Being not familiar with biblatex and csl, I found this tool nevertheless: biblatex-csl-converter. Would it be of any help to you? If @duncdrum has alternative solutions, I shall be grateful to hear them.

As for CSL, I think the major issue is that the bib file did not capture all the information; after all, Juris-M's translator, even using the default CSL, seems to be able to render the correct citations. But there's much room for improvement: currently, I can only manually editing individual bibliographical entries, rather than applying the same variant -- say an author's name -- across the entire database. Ideally, I hope Juris-M will support bulk changes to transliterations, but I know this is not the right place to ask, and that I'm digressing.

With apologies for this long-winded reply, I thank you for your help.

retorquere commented 5 years ago

I am not from a tech background and do not have concrete ideas about structuring output,

But if you don't have concrete ideas about the output, who does? Without concrete ideas on what you want the output to look like, I'm not sure what you want done.

but I get the gist here: biblatex cannot hold all the information from Juris-M.

I mean technically, biblatex can hold anything you want. Bib files are pretty flexible that way. Whether it will do something useful depends on the style in use. But if you're going outside the documented biblatex fields, you need to have concrete ideas on what you want to go where.

Nevertheless, I wonder if there is something that could be done with the existing data. For example, I see the transliteration of book title is stored in usere , while the English translation takes up titleaddon . As long as they are captured in the bib file, I presume there's a way to instruct CSL to render them in accordance with citation styles as usere title [titleaddon] .

There are two concepts running together here. Anything which uses a bib file doesn't use CSL, and vice versa. I suppose one could say that pandoc does, but that's not actually accurate - pandoc internally translates bibtex to csl, and then uses csl styles for rendering. You're better off just having BBT export CSL. I don't know exactly how pandoc translates bibtex to CSL, but any layer of translation incurs loss, so instead of zotero-bbt-pandoc-csl you're much better off with zotero-bbt-csl.

(The correct output, as done by Juris-M, is Chen Zhongyuan 陈重远, Liulichang shihua 琉璃厂史话 [History of Liulichang] (Beijing chubanshe, 2015) -- in other words, pny-lastName pny-firstName author, usere title [titleaddon], publisher, date .

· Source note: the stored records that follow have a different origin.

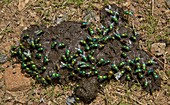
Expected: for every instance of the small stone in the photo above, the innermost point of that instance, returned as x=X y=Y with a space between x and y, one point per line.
x=15 y=80
x=158 y=49
x=3 y=58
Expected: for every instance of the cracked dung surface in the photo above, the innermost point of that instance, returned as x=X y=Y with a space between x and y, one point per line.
x=72 y=61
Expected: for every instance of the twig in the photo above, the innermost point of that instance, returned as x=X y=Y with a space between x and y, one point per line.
x=153 y=2
x=4 y=29
x=162 y=63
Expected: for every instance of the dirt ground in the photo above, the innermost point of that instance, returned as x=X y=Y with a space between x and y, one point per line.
x=151 y=20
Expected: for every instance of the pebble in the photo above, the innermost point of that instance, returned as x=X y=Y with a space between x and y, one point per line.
x=3 y=58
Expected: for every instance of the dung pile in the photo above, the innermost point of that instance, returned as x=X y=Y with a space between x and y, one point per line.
x=74 y=51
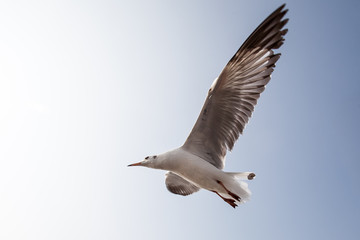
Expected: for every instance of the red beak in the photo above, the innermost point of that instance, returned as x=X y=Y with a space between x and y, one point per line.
x=134 y=164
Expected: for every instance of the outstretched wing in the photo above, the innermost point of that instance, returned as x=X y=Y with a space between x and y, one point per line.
x=234 y=94
x=178 y=185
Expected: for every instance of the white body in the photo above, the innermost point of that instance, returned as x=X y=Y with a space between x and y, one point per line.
x=203 y=174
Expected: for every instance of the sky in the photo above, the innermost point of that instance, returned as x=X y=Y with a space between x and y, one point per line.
x=88 y=87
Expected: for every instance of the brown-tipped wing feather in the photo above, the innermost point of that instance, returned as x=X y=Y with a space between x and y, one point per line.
x=233 y=96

But the thing is, BBT is not in the business of generating output like this. BBT generates half-products (biblatex and csl-json files) which are consumed by citation processors which generate the actual output. So in order to get a bibliography as you want it, you'll need to be able to tell what you want to feed into those citation processors to make that happen.

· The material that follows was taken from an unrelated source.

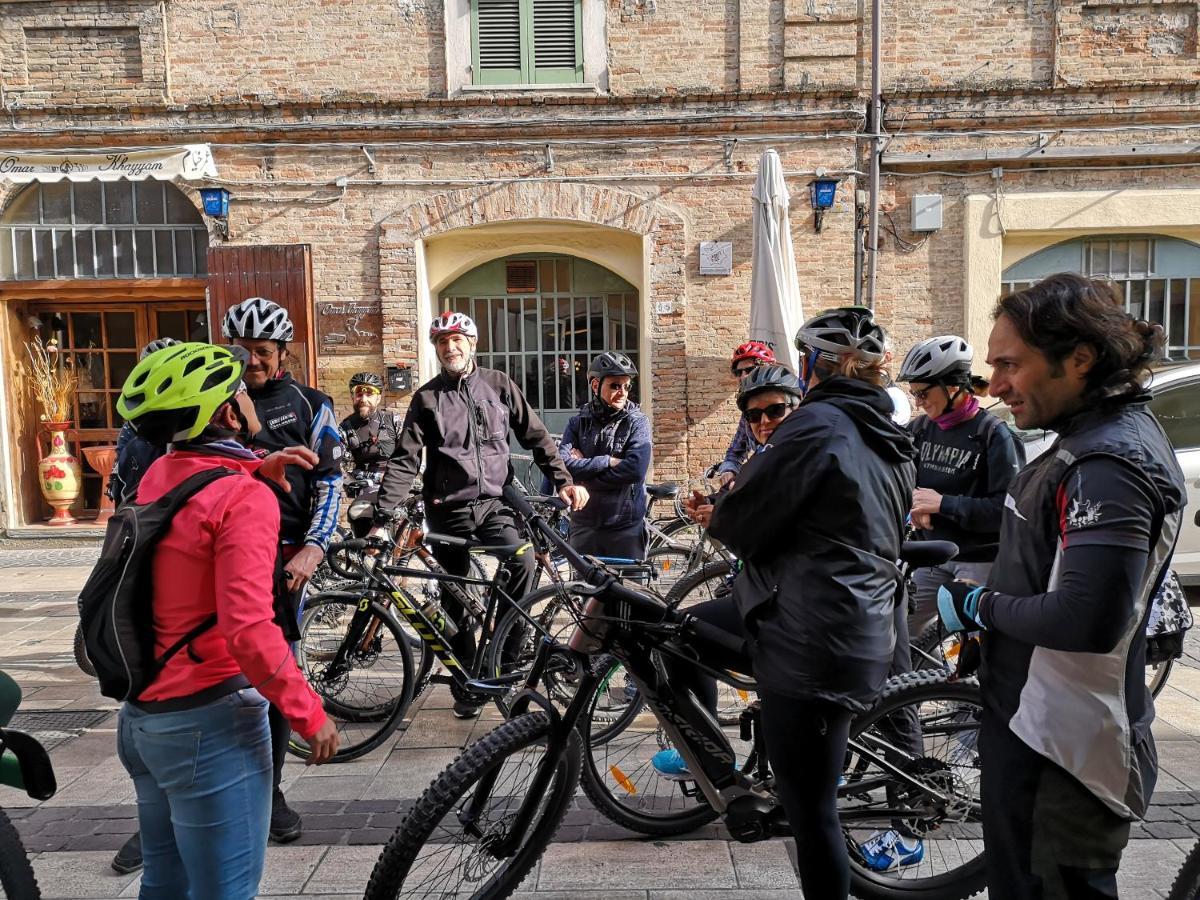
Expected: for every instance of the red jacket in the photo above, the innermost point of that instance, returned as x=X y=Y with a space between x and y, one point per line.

Being not familiar with biblatex and csl, I found this tool nevertheless: biblatex-csl-converter . Would it be of any help to you?

I'm co-author on that package, but no, it wouldn't help. That package consumes bibtex and converts it (as far as is possible) to CSL-JSON, where the question at hand is how to convert zotero items into either biblatex or csl-json.

As for CSL, I think the major issue is that the bib file did not capture all the information

Again, two different things. Bib files and csl have no touching point other than that the formats can be converted between each other, but almost always with loss of information.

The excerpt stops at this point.